Periode: 17 Agustus 1950
Keterangan: Indonesia menjadi Negara Kesatuan RI. APRIS kembali menjadi TNI. Kepolisian RIS bergabung lagi dalam Jawatan Kepolisian Indonesia.
Periode: 1950-1959
Keterangan: TNI dan Jawatan Kepolisian menumpas berbagai pemberontakan, dari DI/TII hingga Permesta.
Periode: 1960-1961
Keterangan: Keputusan Presiden No. 21/1960: Menteri/Kepala Kepolisian dan Jawatan Kepolisian berada di bawah Departemen Pertahanan.
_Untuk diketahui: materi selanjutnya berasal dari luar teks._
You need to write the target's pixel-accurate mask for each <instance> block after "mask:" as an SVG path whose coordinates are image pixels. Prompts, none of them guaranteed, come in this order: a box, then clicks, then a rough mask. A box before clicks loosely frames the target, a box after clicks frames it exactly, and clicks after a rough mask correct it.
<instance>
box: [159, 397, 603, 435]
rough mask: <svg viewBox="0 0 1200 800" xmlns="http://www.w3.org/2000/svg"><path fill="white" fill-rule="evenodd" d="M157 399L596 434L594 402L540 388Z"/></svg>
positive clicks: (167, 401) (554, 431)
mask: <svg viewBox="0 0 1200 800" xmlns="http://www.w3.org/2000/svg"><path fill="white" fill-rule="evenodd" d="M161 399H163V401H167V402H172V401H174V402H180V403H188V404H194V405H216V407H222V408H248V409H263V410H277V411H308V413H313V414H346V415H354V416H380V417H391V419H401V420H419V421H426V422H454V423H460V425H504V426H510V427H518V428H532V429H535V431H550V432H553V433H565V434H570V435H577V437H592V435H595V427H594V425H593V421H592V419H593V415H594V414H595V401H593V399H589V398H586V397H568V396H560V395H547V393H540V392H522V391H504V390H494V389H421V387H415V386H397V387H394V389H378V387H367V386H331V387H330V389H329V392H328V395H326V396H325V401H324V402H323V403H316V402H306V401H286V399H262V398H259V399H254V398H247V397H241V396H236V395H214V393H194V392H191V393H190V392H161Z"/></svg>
Tap MPRS No. II/1960 dan UU No. 13/1961: kepolisian menjadi bagian dari ABRI. Kepala kepolisian merupakan anggota kabinet dengan jabatan Menteri/Panglima Angkatan Kepolisian.
Periode: 24 Agustus 1967
Keterangan: Soeharto mengintegrasikan polisi ke dalam ABRI, yang dipimpin Menteri Pertahanan/Panglima ABRI.
Periode: 1982
Keterangan: UU No. 20/1982: Dephan dan Mabes ABRI dipisah. Ditegaskan, kepolisian bukan angkatan perang.
Periode: 1 April 1999
Keterangan: Polri disapih dari ABRI, tapi masih di bawah payung Dephan
Periode: 1 Juli 2000
Keterangan: Presiden Abdurrahman menyatakan pemisahan Polri dan TNI.
Periode: Agustus 2000
Keterangan: Tap MPR No. VI dan VII/2000: Polri dipisah dari TNI dan bertanggung jawab langsung kepada presiden.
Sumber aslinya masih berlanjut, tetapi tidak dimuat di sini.